Burial’s sounds are capable of creating an atmosphere that carries the wagons of Berlin’s U-Bhan, where people play with the idea of making music. Once again, the idea of the abstraction of reality becomes an influence for Espinoza. These are simulated sounds that may be completely opposite, but when they meet they create this simulation of a reality’s environment.

The mismatches that occur in harmony are the ones that take an artist’s work to mutate. An exchange that allows perceptions to be fresh and surprising.

 “I like artists to surprise me, let them do a piece and then something completely different; that’s what I Hope for my work too, for it to shift and move forward.”

Film is and essential part of Espinoza’s imaginary. Not just because he embroiders scenes from his fave movies, like he did with “Blow Up” (Antonioni, 1966); but rather because film’s own narrative is also a simulation, abstraction that becomes attractive when he has to create his projects.

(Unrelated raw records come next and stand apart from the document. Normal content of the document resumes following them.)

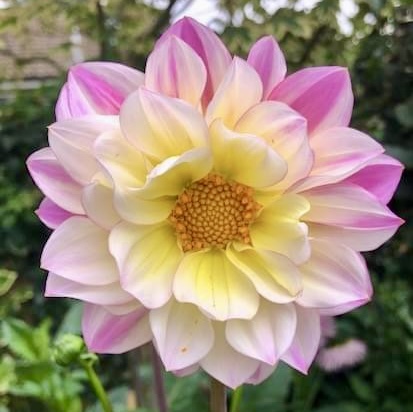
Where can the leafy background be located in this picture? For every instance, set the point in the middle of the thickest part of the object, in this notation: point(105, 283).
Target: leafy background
point(379, 54)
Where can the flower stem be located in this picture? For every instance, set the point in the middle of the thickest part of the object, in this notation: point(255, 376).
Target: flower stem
point(236, 400)
point(218, 396)
point(97, 385)
point(158, 382)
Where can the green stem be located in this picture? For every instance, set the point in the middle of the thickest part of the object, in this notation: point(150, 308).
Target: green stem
point(97, 386)
point(218, 397)
point(236, 399)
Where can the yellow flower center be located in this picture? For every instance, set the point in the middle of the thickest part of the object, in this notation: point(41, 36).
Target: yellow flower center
point(213, 212)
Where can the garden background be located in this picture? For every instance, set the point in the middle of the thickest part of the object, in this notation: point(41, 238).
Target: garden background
point(373, 38)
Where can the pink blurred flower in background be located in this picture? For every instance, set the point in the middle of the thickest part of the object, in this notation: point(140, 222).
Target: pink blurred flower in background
point(211, 205)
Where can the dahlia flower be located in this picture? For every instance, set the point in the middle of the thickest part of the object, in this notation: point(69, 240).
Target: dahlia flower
point(211, 205)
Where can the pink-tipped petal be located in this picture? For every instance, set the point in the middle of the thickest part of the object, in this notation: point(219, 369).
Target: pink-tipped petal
point(182, 334)
point(304, 348)
point(322, 95)
point(54, 181)
point(347, 208)
point(107, 333)
point(69, 254)
point(335, 279)
point(241, 88)
point(72, 142)
point(209, 48)
point(268, 60)
point(226, 364)
point(96, 88)
point(380, 176)
point(182, 127)
point(267, 335)
point(51, 214)
point(174, 69)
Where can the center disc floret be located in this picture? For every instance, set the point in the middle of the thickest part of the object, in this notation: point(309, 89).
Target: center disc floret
point(213, 212)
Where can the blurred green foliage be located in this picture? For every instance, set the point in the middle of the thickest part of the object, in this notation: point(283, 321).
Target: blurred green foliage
point(379, 53)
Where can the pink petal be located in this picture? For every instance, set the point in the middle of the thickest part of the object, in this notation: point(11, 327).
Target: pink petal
point(106, 333)
point(338, 153)
point(226, 364)
point(51, 214)
point(78, 250)
point(174, 69)
point(322, 95)
point(96, 88)
point(380, 176)
point(109, 295)
point(267, 335)
point(209, 48)
point(345, 207)
point(182, 334)
point(54, 181)
point(72, 142)
point(334, 279)
point(302, 352)
point(268, 60)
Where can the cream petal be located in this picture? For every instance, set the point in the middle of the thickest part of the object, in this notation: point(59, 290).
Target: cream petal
point(69, 254)
point(285, 131)
point(226, 364)
point(161, 126)
point(334, 278)
point(174, 69)
point(278, 228)
point(97, 200)
point(149, 268)
point(209, 280)
point(274, 276)
point(233, 150)
point(266, 336)
point(182, 334)
point(306, 342)
point(240, 89)
point(72, 142)
point(107, 333)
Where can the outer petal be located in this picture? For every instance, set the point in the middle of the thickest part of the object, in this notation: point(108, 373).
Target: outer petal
point(338, 153)
point(51, 214)
point(174, 69)
point(335, 278)
point(96, 88)
point(161, 126)
point(226, 364)
point(148, 270)
point(278, 228)
point(54, 182)
point(285, 131)
point(304, 348)
point(348, 208)
point(268, 60)
point(321, 94)
point(69, 254)
point(72, 142)
point(208, 46)
point(106, 333)
point(380, 176)
point(232, 150)
point(274, 276)
point(111, 294)
point(97, 200)
point(183, 335)
point(240, 89)
point(267, 335)
point(209, 280)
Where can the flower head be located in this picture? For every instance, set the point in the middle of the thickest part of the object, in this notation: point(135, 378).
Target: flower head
point(211, 205)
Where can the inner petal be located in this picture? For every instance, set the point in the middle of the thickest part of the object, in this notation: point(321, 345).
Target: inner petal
point(212, 212)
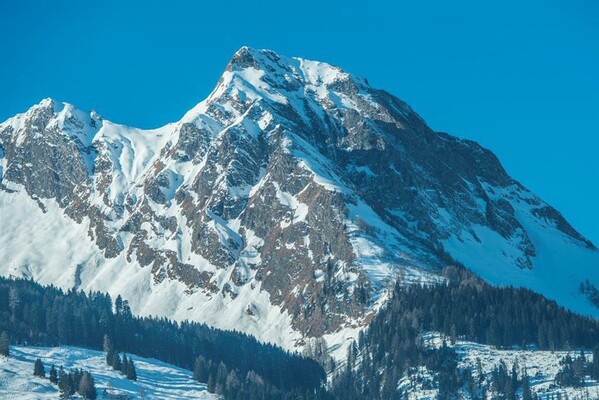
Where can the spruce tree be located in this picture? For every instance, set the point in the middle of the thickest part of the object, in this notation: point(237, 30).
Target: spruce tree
point(53, 375)
point(526, 391)
point(64, 384)
point(124, 365)
point(131, 371)
point(4, 344)
point(87, 387)
point(117, 364)
point(595, 364)
point(38, 369)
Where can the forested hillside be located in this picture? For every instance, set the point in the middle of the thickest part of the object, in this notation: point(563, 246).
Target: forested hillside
point(235, 364)
point(464, 307)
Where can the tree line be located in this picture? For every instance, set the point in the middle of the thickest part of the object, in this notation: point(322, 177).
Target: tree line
point(47, 316)
point(463, 307)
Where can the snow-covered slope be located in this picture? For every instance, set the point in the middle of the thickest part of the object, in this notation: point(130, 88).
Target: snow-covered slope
point(282, 205)
point(157, 379)
point(541, 366)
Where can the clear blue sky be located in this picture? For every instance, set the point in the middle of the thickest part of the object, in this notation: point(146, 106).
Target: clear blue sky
point(520, 77)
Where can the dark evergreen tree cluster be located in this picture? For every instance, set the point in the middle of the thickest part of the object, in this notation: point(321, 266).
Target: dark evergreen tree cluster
point(591, 291)
point(4, 344)
point(77, 381)
point(39, 369)
point(124, 365)
point(47, 316)
point(572, 371)
point(232, 384)
point(500, 316)
point(462, 307)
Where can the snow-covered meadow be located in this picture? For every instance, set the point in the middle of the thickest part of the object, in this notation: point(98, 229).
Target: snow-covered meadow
point(156, 380)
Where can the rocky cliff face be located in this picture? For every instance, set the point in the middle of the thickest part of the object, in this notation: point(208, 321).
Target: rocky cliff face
point(283, 205)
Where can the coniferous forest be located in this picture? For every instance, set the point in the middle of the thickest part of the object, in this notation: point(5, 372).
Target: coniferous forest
point(238, 367)
point(46, 316)
point(468, 308)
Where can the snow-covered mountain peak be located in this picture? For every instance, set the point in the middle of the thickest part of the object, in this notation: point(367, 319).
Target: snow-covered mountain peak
point(288, 200)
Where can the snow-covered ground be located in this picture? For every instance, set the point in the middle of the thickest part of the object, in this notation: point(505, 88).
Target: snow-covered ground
point(541, 366)
point(158, 380)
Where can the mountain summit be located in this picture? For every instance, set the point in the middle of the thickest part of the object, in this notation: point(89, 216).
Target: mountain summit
point(284, 205)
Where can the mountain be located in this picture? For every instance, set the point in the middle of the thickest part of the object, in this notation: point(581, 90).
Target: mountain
point(283, 205)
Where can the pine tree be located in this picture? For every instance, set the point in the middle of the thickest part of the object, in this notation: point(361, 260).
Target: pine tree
point(38, 369)
point(53, 375)
point(87, 387)
point(595, 364)
point(64, 384)
point(108, 349)
point(4, 344)
point(117, 364)
point(131, 371)
point(125, 365)
point(526, 391)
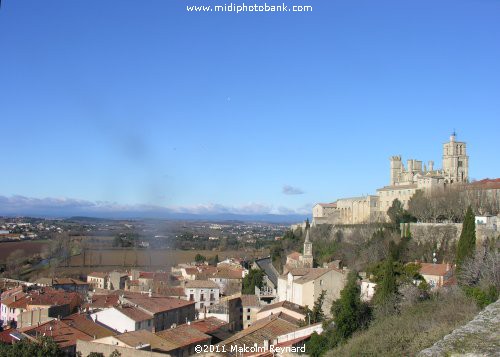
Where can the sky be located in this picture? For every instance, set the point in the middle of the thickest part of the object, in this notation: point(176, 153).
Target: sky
point(125, 105)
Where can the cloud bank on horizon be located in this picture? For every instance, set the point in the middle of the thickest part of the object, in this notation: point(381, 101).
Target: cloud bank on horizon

He is fascinated by movies like “Opening Night” by John Casavettes (1977), where once again the inspiration is supported by the idea of simulation. The film registers a play from different perspectives: a spectator’s seat that’s very close to the stage and the actors, and another one behind them. This way, the construction of the story is given from different perspectives that can be interpreted as an option for whoever’s watching the film, or different levels of reality that converge in a net of stories.

 

58340036 58340037

Cronenberg is also an inspiration for Victor. The organic experience which one takes from his films –surfaces, movement and changes- is also what breaks the directives of a regular narrative, where the style’s code and aesthetic is taken somewhere else; which could be read as a TENDENCIOSO manipulation, talking about a perverse image. Once again, simulation appears in front of the eyes and perception of the artist.

The aesthetic holes that build up the story come as an ambiguity in the image and the meaning towards Victor is relating to. He is not a good friend to the figurative style, or realism; though he is looking to experience with painting in future projects, pervert patterns of classical styles, intervene them and mix the organic with the raw.

The innocence of the non-political image, the perversion of the stolen itinerant image, simulation and abstraction are the directives that characterize Victor’s work, but just like that floating image, his aesthetics are willing to mutate.